Обоюдная выпивка, безмолвная передача двух рублей и целование.

— Люблю я тебя, свинью, за это: не постоим, говорит, и не постоит! А все-таки ты, значит, собачий сын выходишь!

— Эвто ж как-с?

— Да та-ак! Ямщики давеча ко мне приходили: начальство, говорят, поздравить пришли с монаршей милостью, — четвертная-та бы тут и впору пришлась… Потерял небось смекалку-то?

— И эвто все-ы! — оборудовать можем-с…

— Мне теперь контора что! Плевать я на нее хочу, на контору-то твою!! — ты это понимай…

— Мать-то, говорит, у нее на почтовом дворе белье стирала: сама-та, говорит, в одной ватнице и замуж-от вышла!.. Отец-то, говорит, ее как сивую кобылу кнутовищем драл; она, мол, от него все к почтальонишкам бегала прятаться… И всякие то исть гадости она мне про вас расписывала.

— Это она сама, может, к семинаристам-то по ночам бегала да поповскими штанами окна по вечерам завешивает, чтоб пономаря-то у нее не видали… Приедет вот ужо батюшка-то: все ее шашни эти на свежую воду выведу! Он ведь этого не любит.

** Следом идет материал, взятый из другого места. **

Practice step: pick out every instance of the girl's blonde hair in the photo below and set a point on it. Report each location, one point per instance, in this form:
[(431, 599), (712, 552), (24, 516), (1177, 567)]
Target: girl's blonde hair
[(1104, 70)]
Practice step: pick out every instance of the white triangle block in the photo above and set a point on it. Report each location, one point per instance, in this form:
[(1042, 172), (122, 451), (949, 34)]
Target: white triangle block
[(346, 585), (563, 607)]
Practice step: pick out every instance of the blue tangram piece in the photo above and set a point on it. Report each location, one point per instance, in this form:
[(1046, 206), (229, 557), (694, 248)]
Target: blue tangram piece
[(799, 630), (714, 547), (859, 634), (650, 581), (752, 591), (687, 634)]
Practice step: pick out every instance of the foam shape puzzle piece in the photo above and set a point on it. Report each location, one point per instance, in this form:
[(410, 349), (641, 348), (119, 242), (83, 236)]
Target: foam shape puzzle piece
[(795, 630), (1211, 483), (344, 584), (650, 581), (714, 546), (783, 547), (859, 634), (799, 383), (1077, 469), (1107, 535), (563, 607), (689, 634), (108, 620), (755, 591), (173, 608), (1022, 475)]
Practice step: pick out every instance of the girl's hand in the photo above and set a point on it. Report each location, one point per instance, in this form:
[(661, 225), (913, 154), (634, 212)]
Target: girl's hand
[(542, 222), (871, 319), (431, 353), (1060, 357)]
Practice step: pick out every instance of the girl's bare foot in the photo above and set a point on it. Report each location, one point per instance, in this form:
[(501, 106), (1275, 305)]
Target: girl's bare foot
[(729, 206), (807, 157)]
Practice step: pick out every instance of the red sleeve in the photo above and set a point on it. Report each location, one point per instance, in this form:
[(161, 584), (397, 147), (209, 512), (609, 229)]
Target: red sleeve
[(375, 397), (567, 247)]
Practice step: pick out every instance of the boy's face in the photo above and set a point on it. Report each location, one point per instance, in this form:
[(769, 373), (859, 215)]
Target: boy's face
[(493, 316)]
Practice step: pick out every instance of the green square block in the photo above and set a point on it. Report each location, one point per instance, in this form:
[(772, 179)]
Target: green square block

— Кака же эвто она злющая, я на нее поглядела…

— Необразованная, знаете…

— А тоже грамотная — поди ж ты!

— Это ведь ее все понамарь этот выучил — ко мне и письма-то читать приходила,

— А ты меня прокати! Самую, то есть что ни на есть лучшую тройку мне заложи; чтобы, значит, ты сам и на козлах сидел, — понимаешь?

— И на том-ы! — уважим-с…

— То-то! Ты думаешь, ты что? Подрядчик? Ты — ямщик! Больше ничего! Вся тебе цена тут… Но?!

Почтосодержатель приподнимается, держась за стул.

— Для кого-ы! — тепериче… стало быть… — другого; для самово-ы! — почместера-ы! — не уважу, — для тебя… Миколай Семеныч… завсегда-ы! — уважу!

Смотритель вытягивается во весь рост.

— Да ты меня, брат, не тыкай! Ты слушай, собачий сын, что тебе начальство твое приказывает: закладывай, п-шел!

Раздается легкая, но звонкая пощечина.

— Но?!

Почтосодержатель, шатаясь и мотая головой, улепетывает из комнаты.

— То-о-то!

Анисья Петровна и Марья Федоровна возмущаются.

— Очинно уж вы, Миколай Семеныч, обижаете муженька-то мово…

— И что это у него, у дурака, за привычка такая мерзкая: напьется — сейчас и драться лезет! Только и затвердил: то-то да то-то! Дурак ты, так дурак и есть…

— Но-о!

— Да чего ты орешь-то?! — кто тебя боится-то, стелька ты этакая, прости господи! Тьфу!

— То-о-то!

Бульк, бульк, бульк, бульк.

Марья Федоровна торопливо уводит гостью в прихожую, нашептывая ей что-то; Анисья Петровна то кланяется, то головой качает. Изредка слышно: «Нет, уж увольте… Не могу, вот те Христос! — побожилась, што есть… У нас, поди, скоромное готовлено… Што вы! Как эвто можно!» и проч.